Venenos por J. D. Zárate

Lucía, esa temible Lucía que atrapaba los mosquitos con una mano haciendo presión, hasta dejar la memoria de un pequeño cadáver en su mano.

Lucía, un ente joven que no gustaba del alcohol en madrugadas acompañadas, que en lugar de eso, ella prefería etiquetar su soledad y compartirla en madrugadas ajenas.

¡Lucía, Lucía, Lucía! con esa sonrisa que parece de una arquitectura imposible e incomprensible, con unos ojos que te prometen flotar en lo divino y culminar en el delirio.
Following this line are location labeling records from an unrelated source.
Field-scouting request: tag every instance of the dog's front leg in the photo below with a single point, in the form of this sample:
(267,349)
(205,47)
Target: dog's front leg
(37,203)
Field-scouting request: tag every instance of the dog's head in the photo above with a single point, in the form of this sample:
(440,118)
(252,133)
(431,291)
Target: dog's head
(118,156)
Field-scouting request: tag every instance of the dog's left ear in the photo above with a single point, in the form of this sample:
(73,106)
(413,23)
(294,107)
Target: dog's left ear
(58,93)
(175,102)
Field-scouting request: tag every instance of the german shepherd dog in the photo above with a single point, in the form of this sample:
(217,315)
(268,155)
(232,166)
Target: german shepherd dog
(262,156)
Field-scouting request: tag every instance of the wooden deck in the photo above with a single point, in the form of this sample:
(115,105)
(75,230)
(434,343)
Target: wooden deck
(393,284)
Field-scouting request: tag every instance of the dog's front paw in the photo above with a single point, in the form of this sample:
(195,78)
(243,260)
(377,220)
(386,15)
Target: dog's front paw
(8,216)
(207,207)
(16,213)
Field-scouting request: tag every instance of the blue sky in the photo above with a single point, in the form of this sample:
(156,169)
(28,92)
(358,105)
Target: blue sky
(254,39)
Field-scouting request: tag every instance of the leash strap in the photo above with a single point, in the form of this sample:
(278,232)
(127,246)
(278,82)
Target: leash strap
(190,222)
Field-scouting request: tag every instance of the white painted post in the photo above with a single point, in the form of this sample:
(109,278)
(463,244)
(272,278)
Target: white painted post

Las flores podrían adornarle el rostro, el cabello, pero en lugar de eso ella les ilumina la existencia superflua que consagran en cada miserable pétalo.

Y tal pareciera que las noches se crearon para confesarle a la mortalidad que, no significa nada nadie sin ella en el mismo plano natural. Confiarle a su almohada esa caja circular que consagra una bella y mística masa grisácea, tan llena de Lucia.

¿Cómo explicarle al mundo que su belleza es igual o más catastrófica que un huracán de gran intensidad?

Sublime.

Lucía es cualquier alma perdida que desesperadamente busca el brillo de la esperanza o de esa devastación disfrazada de una espera incontrolable, sumergida en su intolerable astucia, encajando en cada borde de la fantasía, rosando los charcos de la melancolía a cada suspiro, a cada ceguera soñada… Dice el poeta adicto o el adicto poeta:

“Un cigarro por cada beso que se ahoga en gritos de silencio.”

Y así, se guarda el recuerdo de una Lucía.